Today's date:
  Summer 2004

When Hard Power Undermines Soft Power

Joe Nye, dean of the Kennedy School of Government at Harvard, is also a former chairman of the CIA’s National Intelligence Council. His most recent book is Soft Power: The Means to Success in World Politics. (Public Affairs, 2004).

NPQ | In your recent book, Soft Power, you wrote: “Politics has become a contest of competitive credibility. The world of traditional power politics is typically about whose military or economy wins. Politics in an information age may ultimately be about whose story wins.”

No WMD have been found in Iraq. The occupation is deteriorating. Then there are the photos of abused and tortured Iraqi prisoners. Has America’s story lost?

Joe Nye | I’m afraid so. We are losing credibility. The story we told about why we went into Iraq—to find and destroy WMD—has turned out to be very thin. Part of that story was also about bringing democracy and human rights to Iraq. Instead, the story that has emerged is documented in those photos, which shattered US credibility.

All this has been very costly to American soft power—our power of attraction as an open, democratic society and market economy—as opinion polls throughout the world show. American standing has lost 30 points on average in European countries—including our supposed allies such as Britain, Spain and Italy—since the end of the Clinton administration. We’ve done much worse in the Islamic world. In Indonesia, the largest Muslim country, three-quarters of those polled had a positive image of the US in 2000. Now, since the Iraq war, that has tumbled to 15 percent.
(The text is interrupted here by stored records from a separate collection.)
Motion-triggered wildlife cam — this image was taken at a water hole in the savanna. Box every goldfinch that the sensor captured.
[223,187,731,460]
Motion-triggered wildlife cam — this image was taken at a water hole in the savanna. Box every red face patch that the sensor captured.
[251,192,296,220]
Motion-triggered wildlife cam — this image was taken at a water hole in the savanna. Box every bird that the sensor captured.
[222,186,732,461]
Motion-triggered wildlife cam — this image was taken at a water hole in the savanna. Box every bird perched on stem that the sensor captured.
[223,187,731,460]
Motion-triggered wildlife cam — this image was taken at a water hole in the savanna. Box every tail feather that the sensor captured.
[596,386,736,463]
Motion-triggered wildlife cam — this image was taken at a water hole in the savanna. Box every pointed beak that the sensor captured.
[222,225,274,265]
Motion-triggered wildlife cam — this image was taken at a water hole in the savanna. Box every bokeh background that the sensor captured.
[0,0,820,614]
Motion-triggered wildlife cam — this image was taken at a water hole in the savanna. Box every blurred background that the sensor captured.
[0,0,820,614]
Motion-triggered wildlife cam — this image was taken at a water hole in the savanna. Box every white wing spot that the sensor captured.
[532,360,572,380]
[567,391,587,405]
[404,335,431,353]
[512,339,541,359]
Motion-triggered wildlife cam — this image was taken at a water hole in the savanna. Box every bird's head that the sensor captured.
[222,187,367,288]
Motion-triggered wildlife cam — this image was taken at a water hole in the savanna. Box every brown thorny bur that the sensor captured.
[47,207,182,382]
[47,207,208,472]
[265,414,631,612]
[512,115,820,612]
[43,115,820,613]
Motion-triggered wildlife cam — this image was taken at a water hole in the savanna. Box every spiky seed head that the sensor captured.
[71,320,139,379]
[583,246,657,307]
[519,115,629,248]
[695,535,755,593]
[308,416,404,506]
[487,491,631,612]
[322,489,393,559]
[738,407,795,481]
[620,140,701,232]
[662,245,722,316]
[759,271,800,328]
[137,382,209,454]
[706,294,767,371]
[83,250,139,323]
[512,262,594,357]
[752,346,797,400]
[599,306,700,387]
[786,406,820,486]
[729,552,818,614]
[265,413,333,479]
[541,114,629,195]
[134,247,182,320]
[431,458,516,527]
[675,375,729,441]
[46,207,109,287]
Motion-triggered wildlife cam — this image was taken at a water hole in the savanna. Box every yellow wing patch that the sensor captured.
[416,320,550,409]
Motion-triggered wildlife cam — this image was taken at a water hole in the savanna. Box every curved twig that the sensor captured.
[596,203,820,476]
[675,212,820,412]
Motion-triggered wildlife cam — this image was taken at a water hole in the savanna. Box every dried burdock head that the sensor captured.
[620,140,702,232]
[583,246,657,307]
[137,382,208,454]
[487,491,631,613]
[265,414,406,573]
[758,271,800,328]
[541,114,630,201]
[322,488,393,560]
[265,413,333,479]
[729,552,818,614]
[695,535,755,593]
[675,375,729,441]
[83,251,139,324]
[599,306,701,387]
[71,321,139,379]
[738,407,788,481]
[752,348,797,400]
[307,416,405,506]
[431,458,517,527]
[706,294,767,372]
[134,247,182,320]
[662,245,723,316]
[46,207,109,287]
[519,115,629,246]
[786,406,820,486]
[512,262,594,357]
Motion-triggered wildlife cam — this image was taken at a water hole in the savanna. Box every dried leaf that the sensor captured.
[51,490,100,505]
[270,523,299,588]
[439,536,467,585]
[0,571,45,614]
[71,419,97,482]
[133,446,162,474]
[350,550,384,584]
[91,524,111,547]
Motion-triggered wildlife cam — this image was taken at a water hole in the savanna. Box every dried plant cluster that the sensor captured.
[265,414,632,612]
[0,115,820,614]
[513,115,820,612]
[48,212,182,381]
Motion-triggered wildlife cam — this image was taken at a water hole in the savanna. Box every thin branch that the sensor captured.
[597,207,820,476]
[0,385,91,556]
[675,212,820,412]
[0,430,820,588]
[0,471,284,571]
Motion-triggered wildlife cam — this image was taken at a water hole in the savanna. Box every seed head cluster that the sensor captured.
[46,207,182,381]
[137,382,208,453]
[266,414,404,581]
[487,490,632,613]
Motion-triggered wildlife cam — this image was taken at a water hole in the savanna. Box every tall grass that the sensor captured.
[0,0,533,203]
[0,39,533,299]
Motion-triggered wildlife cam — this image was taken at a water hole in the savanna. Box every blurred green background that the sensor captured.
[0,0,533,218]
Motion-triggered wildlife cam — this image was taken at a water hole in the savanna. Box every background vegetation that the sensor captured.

Polls show that more people in Jordan and Pakistan are attracted to Osama bin Laden than George W. Bush, which is worrying since these are frontline states in the struggle against Al Qaeda.

NPQ | Is this the worst crisis of American soft power in your memory?

Nye | It is analagous to Vietnam. We have to remember how unpopular the US was toward the end of the Vietnam War. My Lai, the massacre of women and children, was worse than what has happened at Abu Ghraib.

Yet, within a decade, America had recovered from the loss of soft power. But we did it by changing our policy and projecting new policies, such as President Jimmy Carter’s focus on human rights in foreign policy.

So, it is possible to recover. It won’t be easy. And it won’t be possible without a change in policy. Above all, to recover in the Middle East, we have to return to the kind of push for Middle East peace that nearly came to fruition under Bill Clinton. That is a litmus test.

We’re also going to have to live up to our values by not only punishing corporals for the Abu Ghraib abuses. We’re going to have go higher up the chain of command to assign responsibility. The fact that we, as an open democracy, are willing to criticize ourselves and take corrective action, is a critical saving grace of the American way; it will restore our credibility like nothing else.

Beyond this, the US needs to be more consultative with other countries and again engage multilateral institutions. A great deal of the loss of American soft power is because others feel we don’t take into account their interests in our actions. Arrogance and unilateralism in American foreign policy has cost us.

In short, the damage is reparable. If people were repelled by American culture, that would be hard to change. If they are repelled by our policies, we can change those. It is the fund of good will that comes out of our culture that can turn things around.

NPQ | That may have been more true at an earlier time in American history. But today’s postmodern mass culture is hardly appealing to those in the socially conservative Muslim world. When Janet Jackson exposed her breast at the Super Bowl, it was hard enough for many American parents to take, no less an ascetic cleric like Ayatollah Sistani, the Shiite leader in Iraq.

Nye | American popular culture can be repulsive as well as attractive. It is only soft power where it has a positive effect. The mullahs who run Iran are no doubt horrified at Hollywood movies in which divorced women wear bikinis and go to work every day. But, Iranian teenagers want nothing more than a Hollywood video to watch in the privacy of their home.

NPQ | That’s a good thing or a bad thing?

Nye | The point is that not all people, even in conservative Islamic countries, are necessarily repelled by American popular culture.

Moreover, a lot of American soft power comes from our “higher culture” such as education and exchange programs. The vast majority of foreign students who study in the US return home with a positive estimation of American life.

NPQ | Would you say that America’s soft power is in crisis today because it has been undermined by hard power?

Nye | The way we have gone about using our hard power has undermined our soft power. If we had been less impatient and more consultative going into Iraq, we would have done less damage.

We can now see that the devaluation of soft power can undermine hard power. Because of American arrogance, the democratic Turkish parliament refused to see the war as legitimate and wouldn’t allow US troops to launch from their soil. That undermined the hard power strategy of the US in a very concrete way.

Success comes not from hard power or soft power, but by their effective combination.

NPQ | What can public diplomacy do to reverse this crisis of American soft power?

Nye | The basic rule of advertising is that you can’t sell a lousy product. It will indeed be hard to sell America to the world again unless we change our policies.

Nonetheless, we are barely making the effort. In 2002, the US spent $150 million on all the exchange and broadcasting programs that comprise public diplomacy. That is about two hours worth of the annual defense budget. We spend 400 times more on hard power than soft power.